Читать книгу Lodernder Hass - Horst Warnatsch - Страница 8

6

Оглавление

Was, um Himmels Willen, war das für eine Vernehmung! Nur ein paar Minuten war es her, dass Bianca Jochens nach Absprache mit Pergande und Henningsen ihren Zeugen ins Parterre, in die Besucherzone gebracht hatte. Anschließend war sie sofort in ihr Büro zurück und hatte die Tür geschlossen. Die anderen Vernehmungen schienen genau so wenig von positiven Resultaten gekrönt.

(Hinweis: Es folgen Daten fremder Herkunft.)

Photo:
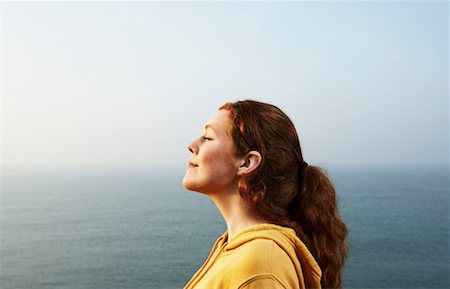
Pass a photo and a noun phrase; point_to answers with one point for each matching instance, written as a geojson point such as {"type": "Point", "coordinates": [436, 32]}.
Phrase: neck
{"type": "Point", "coordinates": [236, 212]}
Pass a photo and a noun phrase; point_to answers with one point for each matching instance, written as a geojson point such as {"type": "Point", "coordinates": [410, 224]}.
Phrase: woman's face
{"type": "Point", "coordinates": [212, 168]}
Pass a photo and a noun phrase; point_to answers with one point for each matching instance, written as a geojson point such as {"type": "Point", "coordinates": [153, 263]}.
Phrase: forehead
{"type": "Point", "coordinates": [220, 121]}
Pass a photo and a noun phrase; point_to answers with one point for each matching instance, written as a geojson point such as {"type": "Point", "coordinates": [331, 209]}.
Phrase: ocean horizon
{"type": "Point", "coordinates": [139, 228]}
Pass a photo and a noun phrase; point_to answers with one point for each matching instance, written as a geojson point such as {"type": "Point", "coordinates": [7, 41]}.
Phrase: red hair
{"type": "Point", "coordinates": [282, 191]}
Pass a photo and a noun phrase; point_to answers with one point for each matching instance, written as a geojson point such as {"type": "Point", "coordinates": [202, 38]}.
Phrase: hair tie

Nun saß sie hinter ihrem Schreibtisch, starrte zum Fenster und ließ das Gespräch noch einmal nachklingen. Es war wirklich so: Nicht ein fragwürdiger Umstand, den sie Friedlaender hätte vorhalten können. Diesen Mann, der im Rahmen einer Beziehungstat ins Zwielicht geraten war, konnte sie in keinen begründeten Tatverdacht rücken. Schlimmer noch: Sie wurde das Gefühl nicht los, dass Friedlaender sich in ihrer Nähe wohl fühlte. Auf dem unbequemen Vernehmungsstuhl zu sitzen, schien ihm nicht das geringste auszumachen. Ihm war es sogar gelungen, das Blatt zu wenden und ihr mehr Fragen zu stellen als sie ihm.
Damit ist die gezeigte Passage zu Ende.